Forum Discussion

ParthP's avatar
ParthP
Icon for Nimbostratus rankNimbostratus
Sep 07, 2016

Back-End pool member has trouble connecting to VIP

Hello,

 

currently we have active/passive (HA PAIR) load balancers with 2 arm config. for our external we use /23 VLAN and for our Internal we use /22 VLAN which is broken in to /28 sub vlans.

 

we are having issues with 2 VIPs.

 

VIP 1 VIP IP 10.185.242.79:443 Pool members 10.185.172.212:443 and 10.185.172.213:443

 

VIP 2 VIP IP 10.185.242.80:5590 Pool members 10.185.173.152:5590 and 10.185.173.153:5590

 

issue is servers 10.185.172.212 and 10.185.172.213 can not access the VIP 10.185.172.80

 

everytime servers try to access the VIP connection times out.

 

however, servers 10.185.172.212 and 10.185.172.213 are able to access servers 10.185.173.152 and 10.185.173.153 directly.

 

going thru the VIP connection times out.

 

there are no FW between the back-end pool member and VIP.

 

this is my first time asking the question, so any help is appreciated. if you have any questions/ please let me know. i really appreciate your help on this.

 

Thanks.

 

6 Replies

  • Do the servers use the F5 as their default gateway (or have proper return routing to the F5 configured) ? If not, you'll need to apply a SNAT configuration to the VIP so return traffic is properly routed back to the backend server. SNAT with automap would be the most basic configuration that will likely get this to work, this setting is on the VIP configuration screen.

     

    A basic overview of how this could be failing: you're looking at an asymmetric traffic path where your server 10.185.172.212 is sending traffic to the VIP 10.185.172.80. The F5 proxies that traffic but maintains the source IP of 10.185.172.212. When responses are sent back to the originator, the backend server will use the default gateway to return traffic back to the source IP (which is likely NOT the F5 in this case).

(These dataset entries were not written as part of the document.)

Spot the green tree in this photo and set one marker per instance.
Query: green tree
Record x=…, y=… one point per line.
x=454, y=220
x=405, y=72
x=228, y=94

SNAT will cause the F5 to use a self-IP as the originating IP address, which will cause return traffic from the backend server to be sent back to the F5 and on back to the original client.

     

    Hope this makes sense, it was written quickly. I can break this down further if you'd like.

     

    One downside to SNAT is that you can lose the original IP address in the backend server logs (if it's a webserver), but this can be remedied by using x-forwarded-for headers (which is an option in an HTTP profile on the F5).

     

    • ParthP's avatar
      ParthP
      Icon for Nimbostratus rankNimbostratus

      we are using F5 as the GW for the Internal Subnets. during troubleshooting i also applied Snat Automap to the VIP 10.185.242.80, still got same error. "ARServer (): ERROR (91): RPC call failed; 10.185.242.80:5590 ONC/RPC call timed out"

       

      application that is running on these VIPs is BMC Remedy, i dont know if that helps.

       

      Thanks for the answer.

       

    • AJ_01_135899's avatar
      AJ_01_135899
      Icon for Cirrostratus rankCirrostratus

      Do you have any monitoring on the pool members, and are they showing as up? Can you telnet to the frontend VIP:port from the source device?

       

    • ParthP's avatar
      ParthP
      Icon for Nimbostratus rankNimbostratus

      pool members are up and running. since the members are setup with port 5590 it has standard TCP monitors on them. i can telnet to VIP without any issues. it is just accessing the VIP from 10.185.172.212/213 is the problem.

       

      i have opened F5 support case and we took a few captures, however we were not able to determine root cause for this behavior. we also enabled SNAT but that did not resolve anything.